M7に連なるM8-M10は、現世らしい欲望や享楽をテーマにした蠱惑的な既発曲が並ぶ。M11「月見うどん」のような情緒もまた実感を伴ったものであろうし、M12「湧き上がる〜」の身体的な高揚感も娑婆ならではのものだ。しかしM13「時間がない!」で締切に追われる様を描き、現実的な苦しみが析出する。欲望や快楽だけでは生きていけぬ、そう悟った後、物語の位相が変わる。
これ以降の既発曲たちはどれも、再びあの世とこの世、夢想と現実を行き来しているようなフワフワとした楽曲ばかりで、一見すると排反するような価値観が蕩けてひしめき合う。永遠も一瞬も、泣くことも怒ることも、本当も嘘もごちゃ混ぜになっていく。もはやそこにはなんの実体も無いような観念の領域へと達していくのが最終局面だ。
そして物語はM17「今世紀最大の夢」に辿り着く。野望としての夢、そして眠って視る夢、その2つを重ね合わせながらも“今ここ”を噛み締めるような曲を経た後、M2と同じ歌詞かつ別アレンジのM18「Aizou’」が響く。ここでの《あのときせいいっぱい生きていたもの同士 永遠に》はM2と異なり、どこか終焉をイメージさせる。
アルバムを締めくくるのはM19「)))kuu-soku-ze-shiki(((」。この曲の終わり際の音はM1と繋がっており、続け様に聴くと再び"生きてるか死んでるかも分からない世界"を彷徨うところから物語が再スタートする。終わらない輪廻、流転し続ける19曲。この無限ループこそが『ゴーストアルバム』へのアンサーとして解釈できると思う。
アルバムの起点の"色即是空"とは、"物質的現象にすべて実体がないこと"を指す。また終点の"空即是色"とはその真裏、"実体がないことこそこの世界のすべて"であること指す。この2つを結び目とし、実体なきこの世界の永遠の繰り返しの中に身を置き、成仏せず輪廻からも抜け出さずにいることが幽霊になること=死への抵抗なのだ。

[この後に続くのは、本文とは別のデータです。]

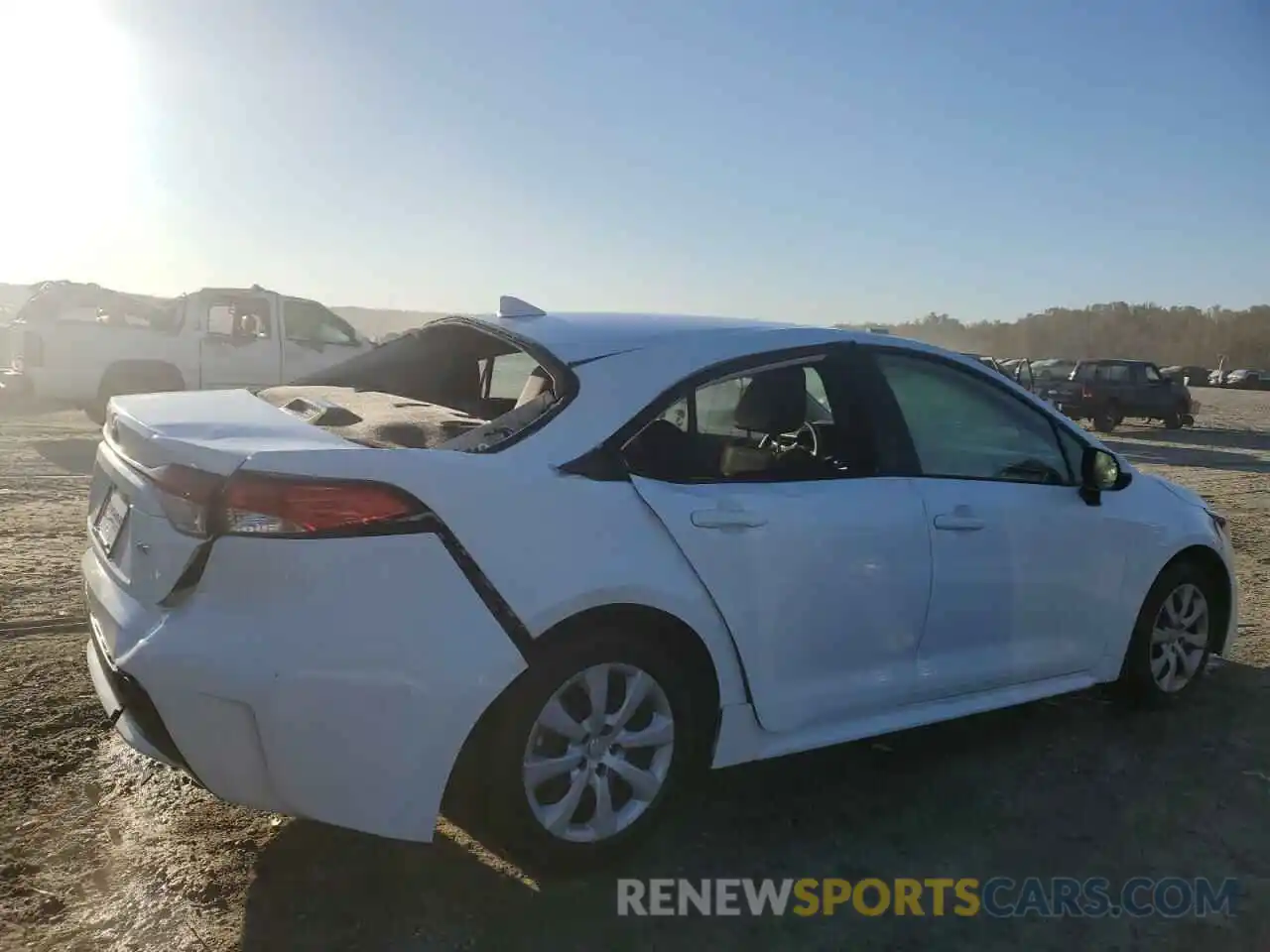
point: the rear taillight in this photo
(278, 506)
(253, 504)
(189, 497)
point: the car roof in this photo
(574, 336)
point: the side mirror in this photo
(1101, 472)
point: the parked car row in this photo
(1241, 380)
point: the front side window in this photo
(964, 426)
(310, 322)
(1115, 373)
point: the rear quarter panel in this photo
(553, 544)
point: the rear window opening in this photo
(451, 385)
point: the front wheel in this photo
(1173, 638)
(585, 748)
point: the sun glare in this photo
(67, 98)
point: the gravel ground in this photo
(100, 851)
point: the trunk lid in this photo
(216, 431)
(209, 430)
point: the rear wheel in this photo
(1173, 638)
(584, 749)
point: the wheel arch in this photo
(1214, 566)
(671, 631)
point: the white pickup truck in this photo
(81, 344)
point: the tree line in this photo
(1167, 335)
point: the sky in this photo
(808, 160)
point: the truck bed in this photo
(371, 417)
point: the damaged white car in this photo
(552, 563)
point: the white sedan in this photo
(549, 563)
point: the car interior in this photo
(778, 430)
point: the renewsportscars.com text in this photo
(997, 896)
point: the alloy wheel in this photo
(598, 753)
(1179, 638)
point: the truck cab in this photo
(81, 344)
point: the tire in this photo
(1105, 420)
(516, 737)
(1146, 679)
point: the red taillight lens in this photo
(278, 506)
(187, 495)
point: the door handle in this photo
(726, 520)
(957, 524)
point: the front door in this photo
(239, 344)
(820, 570)
(1020, 592)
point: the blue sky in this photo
(802, 159)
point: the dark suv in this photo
(1109, 391)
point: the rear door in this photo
(238, 340)
(1021, 588)
(820, 569)
(314, 339)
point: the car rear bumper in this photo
(14, 385)
(310, 678)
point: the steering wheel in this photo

本作はどこで区切ってもどこから聴き始めてもグルグル流転し続ける奇怪な1作だ。だからこそ気分次第で死んでるようにも生きてるような気にもなる我々の精神に取り憑き、実体ない世界を彷徨うための浮遊感をくれる。飲み会の終わり、旅先の一室、忙殺される日々、どんな瞬間でもひと時の幻想がこの世を異化し、活かし、生かしてくれるという理を恍惚感と共に注いでくれるはずだ。